This article explains the circumstances in which the capital gains tax may apply to the sale of a business, and outlines a number of ways that you can reduce your capital gains tax on these sales.
What Is Capital Gains Tax?
Capital gains tax is the levy that is made when an investment is sold. It will be owed for the tax year that the investment was sold.
There is long term capital gains tax and short term capital gains tax. If the investor has owned the investment for at least one year then the investor will owe long term capital gains tax.
If the investor has owned the investment for less than one year then short term capital gains tax applies. Capital gains tax is only charged once an investment is sold.
Short term capital gains tax are charged at the person's normal income tax rate.
Understanding Capital Gains Tax
When a taxable asset is sold, for example stock shares, the profits are referred to as being "realized."
These will only incur taxes once they have been sold regardless of how much they are worth or how long they have been held.
Special Capital Gains Rates And Exemptions
Some assets fall into different categories to the norm and are treated differently. These are;
Collectable items include, art, antiques, jewelry stamp collections and special metals. These items are taxed at a rate of 28% regardless of the individual's income.
Owner Occupied Real Estate
When it come s to real estate capital gains a different standard applies.
$250,000 of a personal capital gain from a sale of their home is excluded from taxable income, this double for a married couple filing jointly.
( $500,000.) However this only applies when the individual has owned and lived in the home for 2 or more years.
However, different from other investments, capital losses from the sale of a personal property, a home is not deductible from gains.
An example to demonstrate this would be if an individual bought a home for $200,000, they later decide to sell the property and it sells for $500,000 making a $300,000 profit.
The 250,000 exemption must apply to this meaning the individual must report a capital gain of 50,000, this 50,000 is subject to the capital gains tax.
How Is The Sale Of A Business Taxed?
The IRS typically looks at the assets of the business when applying the capital gains tax rules to a business.
These assets include real estate, property leases and machinery. As previously mentioned, the capital gains tax you pay on these will depend on how long you have held these assets.
How To Avoid Capital Gains Tax On The Sale Of A Business
1. Sell To An Employee Of The Business. By Selling Your Business To One Of The Employees This May Lower The Capital Gains Tax
By setting up the employee stock ownership plan you will not have to search for potential buyers. The cash you receive can then be placed into an investment plan, this will defer capital gains tax.
2. Look Into An Installment Sale
An installment sale allows you to sell your business in phases rather than receiving the payment and selling the business all at once.
With this method you can come to an arrangement with a seller to accept payments for the business in a number of installments over an agreed period of time.
Although this strategy does not completely eliminate the capital gains tax it allows you to spread liability of the tax payments over a period of time.
Capital Gains Tax Strategies
There are legitimate ways for an investor to reduce or even completely avoid heir capital gains taxes for the year.
The most simple of the ways to do this is to hold assets for more than one year before selling them.
This is a useful strategy to reduce the capital gains income tax as you will pay long term capital gains tax which is significantly lower than short term capital gains tax.
1. Use Your Capital Losses
Capital losses will lower your capital gains tax for the year.Any loss not used in the current tax year can be used can be taken fo=rom the income which will reduce your capital gains tax.
2. Use Tax Advantage Retirement Plans
There are multiple reasons to participate in a retirement plan, for example a 401k. One of these would be that your investments will increase every year but will not be subjected to capital gains tax.
Retirement plans are also a great idea because individuals are not expected to pay any tax on these invested funds until they choose to withdraw from the plan.
Even then, when you do choose to withdraw the withdrawal is only taxed as normal income, regardless of the investment.
3. Track Your Holding Period
There are multiple reasons to participate in a retirement plan, for example a 401k.
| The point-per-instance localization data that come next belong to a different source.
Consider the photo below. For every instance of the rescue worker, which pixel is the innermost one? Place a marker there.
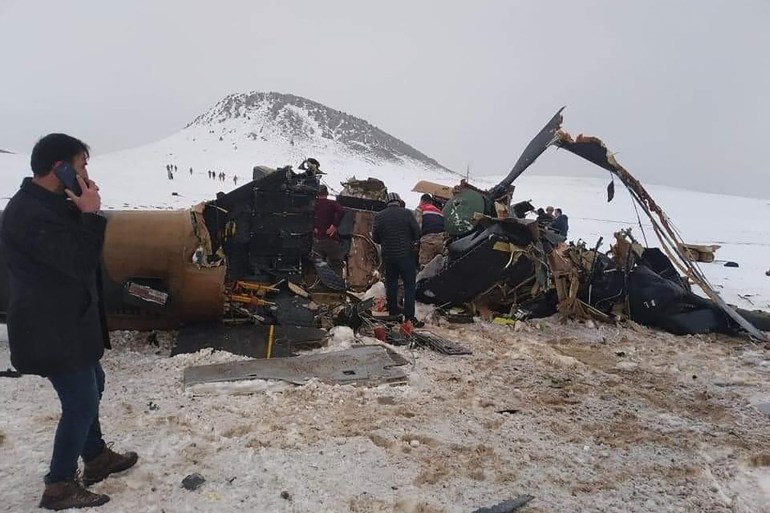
(396, 231)
(560, 223)
(430, 219)
(326, 240)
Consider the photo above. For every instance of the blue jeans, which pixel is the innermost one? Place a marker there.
(406, 269)
(78, 433)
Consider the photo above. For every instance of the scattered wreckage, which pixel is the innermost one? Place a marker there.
(245, 259)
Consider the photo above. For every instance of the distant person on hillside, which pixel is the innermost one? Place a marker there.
(430, 219)
(543, 218)
(561, 222)
(311, 166)
(396, 231)
(326, 240)
(52, 243)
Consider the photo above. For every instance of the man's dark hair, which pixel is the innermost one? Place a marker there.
(54, 148)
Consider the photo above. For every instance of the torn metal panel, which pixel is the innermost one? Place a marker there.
(595, 151)
(150, 278)
(547, 136)
(247, 339)
(363, 365)
(441, 345)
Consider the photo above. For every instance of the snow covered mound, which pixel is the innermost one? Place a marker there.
(238, 133)
(303, 125)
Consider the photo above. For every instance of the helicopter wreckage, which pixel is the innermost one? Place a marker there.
(242, 264)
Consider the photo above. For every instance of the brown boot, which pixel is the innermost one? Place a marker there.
(108, 462)
(70, 494)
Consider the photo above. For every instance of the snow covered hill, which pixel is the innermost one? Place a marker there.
(273, 129)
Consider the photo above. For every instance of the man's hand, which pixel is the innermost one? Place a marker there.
(89, 202)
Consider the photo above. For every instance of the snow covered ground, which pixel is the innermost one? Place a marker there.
(594, 418)
(583, 417)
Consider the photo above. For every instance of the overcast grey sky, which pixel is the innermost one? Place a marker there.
(679, 89)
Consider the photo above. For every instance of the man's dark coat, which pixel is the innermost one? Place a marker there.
(56, 320)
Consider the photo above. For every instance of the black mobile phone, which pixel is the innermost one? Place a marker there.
(68, 176)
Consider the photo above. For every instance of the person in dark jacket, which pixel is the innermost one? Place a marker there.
(396, 231)
(560, 223)
(326, 239)
(52, 242)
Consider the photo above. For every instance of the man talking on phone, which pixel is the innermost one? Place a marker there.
(52, 240)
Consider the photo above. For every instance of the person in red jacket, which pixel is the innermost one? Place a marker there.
(432, 235)
(326, 240)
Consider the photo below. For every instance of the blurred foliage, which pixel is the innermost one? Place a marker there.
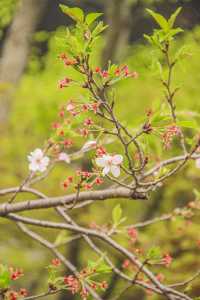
(36, 106)
(7, 8)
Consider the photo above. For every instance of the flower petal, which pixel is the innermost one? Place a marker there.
(106, 170)
(115, 170)
(117, 159)
(101, 161)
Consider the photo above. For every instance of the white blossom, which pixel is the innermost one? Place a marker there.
(38, 161)
(64, 157)
(88, 146)
(110, 163)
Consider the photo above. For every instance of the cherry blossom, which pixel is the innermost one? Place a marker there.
(64, 157)
(197, 163)
(38, 161)
(110, 163)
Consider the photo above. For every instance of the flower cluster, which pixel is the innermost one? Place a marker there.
(110, 163)
(38, 161)
(115, 71)
(169, 134)
(77, 284)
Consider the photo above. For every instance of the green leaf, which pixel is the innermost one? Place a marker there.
(117, 214)
(98, 29)
(175, 31)
(154, 253)
(160, 20)
(74, 13)
(173, 17)
(197, 194)
(188, 124)
(4, 277)
(90, 18)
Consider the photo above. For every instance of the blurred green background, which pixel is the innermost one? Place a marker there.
(29, 103)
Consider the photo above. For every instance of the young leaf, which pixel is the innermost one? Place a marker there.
(74, 13)
(98, 29)
(90, 18)
(117, 214)
(154, 253)
(173, 17)
(160, 20)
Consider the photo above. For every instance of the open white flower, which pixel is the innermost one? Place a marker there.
(38, 161)
(64, 157)
(89, 145)
(110, 163)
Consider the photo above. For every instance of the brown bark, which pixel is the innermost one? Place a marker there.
(16, 49)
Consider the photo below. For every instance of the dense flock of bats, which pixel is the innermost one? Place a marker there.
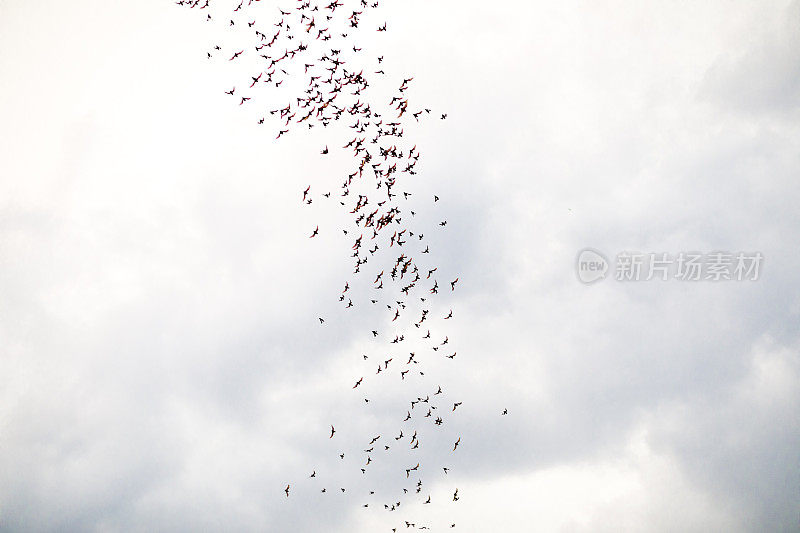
(305, 57)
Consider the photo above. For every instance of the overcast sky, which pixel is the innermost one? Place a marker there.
(161, 363)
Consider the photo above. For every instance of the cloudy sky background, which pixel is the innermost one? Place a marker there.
(161, 367)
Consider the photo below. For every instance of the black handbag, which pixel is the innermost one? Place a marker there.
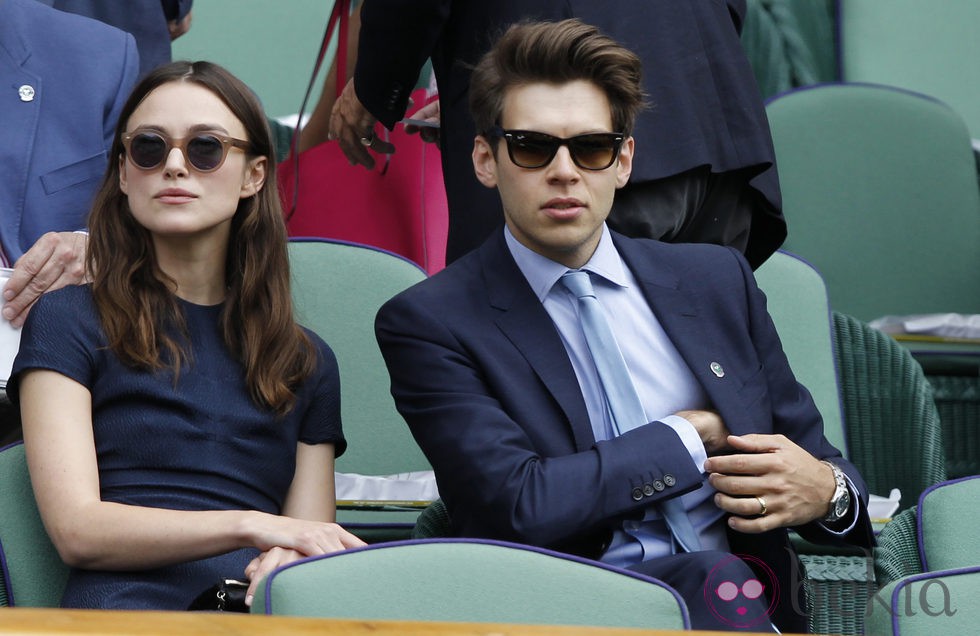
(228, 595)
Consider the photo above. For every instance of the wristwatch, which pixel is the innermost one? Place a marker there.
(841, 501)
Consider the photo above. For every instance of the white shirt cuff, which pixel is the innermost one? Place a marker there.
(689, 437)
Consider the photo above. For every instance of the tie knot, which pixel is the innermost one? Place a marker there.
(579, 283)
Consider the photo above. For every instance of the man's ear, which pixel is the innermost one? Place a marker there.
(255, 172)
(624, 166)
(484, 162)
One of these would be that your investments will increase every year but will not be subjected to capital gains tax.
Retirement plans are also a great idea because individuals are not expected to pay any tax on these invested funds until they choose to withdraw from the plan.
Even then, when you do choose to withdraw the withdrawal is only taxed as normal income, regardless of the investment.
Although you may not be able to completely avoid your capital gains tax payments, we have outlined a number of ways you can significantly reduce your capital gains payments in this article.
Reducing your capital gains tax is a great way to save money which canteen be invested in stocks and bonds. This then strengthens the economy meaning businesses have the ability to grow and create more employment.